Control Freak – The Emetophobia Story

This week, I’ve been nauseous every morning. Again. It tends to come back every time I eat, and then fades away for the afternoon and evening. It has been exhausting, but not as exhausting as my latest challenge to myself: To stop trying to control something I can’t control.


There are 2 words that don’t belong in the same phrase. Why? Because you simply can’t control your body’s instincts. It doesn’t matter if I never drink pink wine again, or if I swear off Gravol because it failed once when I was little, or if I wash my hands every ten minutes with bleach. I still can’t control it.

This is the thing that makes emetophobia and other health phobias stand out from the other phobias. It’s not worse, but it is unique. If you’re afraid of heights, or water, or airplanes, there is always a chance for avoidance. It may destroy your life, when you go to such lengths to avoid something, but at least you know that you’re not going to die in a plane crash if you never take a plane for your entire life. But vomiting? I can never know for sure. But trust me when I say that I’ve gotten as close as one can get.

This week, I challenged myself to let go of a couple of my controls, even though I half-believe that it’s not a good idea. Technically, anything I do to avoid vomiting is also improving my health, and comfort. But I’m doing it anyway, despite my lack of conviction.

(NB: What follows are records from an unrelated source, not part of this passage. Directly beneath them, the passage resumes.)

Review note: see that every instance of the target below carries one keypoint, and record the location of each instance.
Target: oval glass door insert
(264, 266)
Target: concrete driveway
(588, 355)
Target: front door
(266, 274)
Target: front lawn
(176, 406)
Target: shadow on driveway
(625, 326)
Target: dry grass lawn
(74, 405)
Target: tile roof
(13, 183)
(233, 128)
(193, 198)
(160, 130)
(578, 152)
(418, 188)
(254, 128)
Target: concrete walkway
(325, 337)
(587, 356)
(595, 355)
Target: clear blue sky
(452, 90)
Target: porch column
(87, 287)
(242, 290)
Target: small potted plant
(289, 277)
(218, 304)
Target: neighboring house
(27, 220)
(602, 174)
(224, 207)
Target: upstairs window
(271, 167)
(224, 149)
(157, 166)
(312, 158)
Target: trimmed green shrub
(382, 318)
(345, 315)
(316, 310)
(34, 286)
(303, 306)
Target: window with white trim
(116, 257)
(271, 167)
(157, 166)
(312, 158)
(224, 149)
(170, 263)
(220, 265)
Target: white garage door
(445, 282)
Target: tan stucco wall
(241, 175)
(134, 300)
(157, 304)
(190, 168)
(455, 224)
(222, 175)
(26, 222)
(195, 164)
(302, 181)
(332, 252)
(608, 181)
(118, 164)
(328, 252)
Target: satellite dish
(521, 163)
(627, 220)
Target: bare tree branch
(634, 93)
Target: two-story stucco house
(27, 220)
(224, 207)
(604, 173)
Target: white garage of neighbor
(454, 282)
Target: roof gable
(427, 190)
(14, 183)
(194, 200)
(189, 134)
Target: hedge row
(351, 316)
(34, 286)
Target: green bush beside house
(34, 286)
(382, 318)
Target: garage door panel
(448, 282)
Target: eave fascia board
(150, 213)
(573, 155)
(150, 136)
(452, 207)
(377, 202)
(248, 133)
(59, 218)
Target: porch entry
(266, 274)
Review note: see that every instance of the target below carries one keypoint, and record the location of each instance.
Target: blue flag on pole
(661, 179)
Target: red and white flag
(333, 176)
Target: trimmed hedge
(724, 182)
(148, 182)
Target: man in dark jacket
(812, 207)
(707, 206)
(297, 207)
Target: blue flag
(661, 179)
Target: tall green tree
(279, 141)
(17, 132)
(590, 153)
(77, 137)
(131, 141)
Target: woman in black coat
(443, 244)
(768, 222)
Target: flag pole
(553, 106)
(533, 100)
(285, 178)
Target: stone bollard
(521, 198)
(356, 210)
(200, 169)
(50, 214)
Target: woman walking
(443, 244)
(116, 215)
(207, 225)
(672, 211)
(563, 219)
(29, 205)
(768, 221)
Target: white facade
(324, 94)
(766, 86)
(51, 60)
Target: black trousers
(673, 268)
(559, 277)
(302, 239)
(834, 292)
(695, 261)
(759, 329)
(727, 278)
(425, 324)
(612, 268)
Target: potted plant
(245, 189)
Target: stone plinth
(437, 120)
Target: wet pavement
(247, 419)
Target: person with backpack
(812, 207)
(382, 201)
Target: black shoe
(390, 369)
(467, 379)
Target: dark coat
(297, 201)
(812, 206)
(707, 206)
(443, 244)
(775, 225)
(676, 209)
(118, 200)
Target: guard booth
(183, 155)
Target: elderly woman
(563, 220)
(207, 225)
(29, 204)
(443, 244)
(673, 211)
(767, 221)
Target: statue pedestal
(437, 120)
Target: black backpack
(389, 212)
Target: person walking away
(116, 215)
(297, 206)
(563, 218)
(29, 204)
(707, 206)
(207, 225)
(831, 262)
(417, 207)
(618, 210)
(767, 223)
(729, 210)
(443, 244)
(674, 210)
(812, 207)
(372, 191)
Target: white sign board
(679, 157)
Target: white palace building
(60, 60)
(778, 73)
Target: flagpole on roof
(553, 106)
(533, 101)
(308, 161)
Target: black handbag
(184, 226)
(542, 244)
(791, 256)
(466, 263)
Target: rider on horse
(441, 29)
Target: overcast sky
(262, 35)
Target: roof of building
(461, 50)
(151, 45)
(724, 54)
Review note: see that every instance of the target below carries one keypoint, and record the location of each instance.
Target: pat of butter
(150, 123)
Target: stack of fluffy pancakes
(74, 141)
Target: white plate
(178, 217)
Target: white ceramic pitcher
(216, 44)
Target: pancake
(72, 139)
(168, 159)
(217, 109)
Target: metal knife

If I let myself continue to plan my day around the Number 1 item on my to do list (“1. Don’t Vomit”), I enable obsessive controlling behaviour that feeds into my fear. These are the controls I have decided to start with this week:

  • Sitting forwards on the train
  • Not eating fast food

I know it seems like simple little things, but they make up the framework of an unhealthy attitude towards vomiting. My goal is to walk onto the train and seek out a seat that looks roomy, clean, and ideally, alone. I do not need to look for a forward-facing seat because “some people” (read: not me) get motion sickness from sitting backwards. My other goal is to eat fast food when I want something unhealthy, quick, and cheap, and regret it because it was gross, not because I’m afraid of how my stomach will react to it, or because I’m afraid of food-borne illness.


My days of letting go of controls have coincided with my days of being nauseous all the time, and that hasn’t made it easy. But there is something empowering in knowing that I made my decision for normal reasons, not for emeto reasons. There’s also something empowering in knowing that I have made it through almost a full week of nausea without having a full panic attack. I want to be hard on myself, because this morning I was hit with violent nausea suddenly, and I had to sit down and stop everything I was doing, and I could have been late for work. But the fact is that I talked myself down, I got back up, and I kept fighting. I may have let it stop me, but I didn’t let it stop me for very long.


Pepto Bismol! An old favourite, tried and… almost true. It’s failed me twice, in my entire life. I used to take it almost daily. When I got older, I realized that taking too much medication can make you vomit, so… I stopped taking Pepto every day. Huh. Anyway, it’s great for placebo-ing you out of a tough spot.


“Sick”. It has two meanings, not unlike “I love you” and “I’m in love with you”:

“I feel like I’m getting sick” = I feel slightly feverish, or have a sore throat, or fatigue. This might lead to future nausea and I’m freaking out about it.

“I feel sick” = I am already nauseous and I am FREAKING OUT ABOUT IT.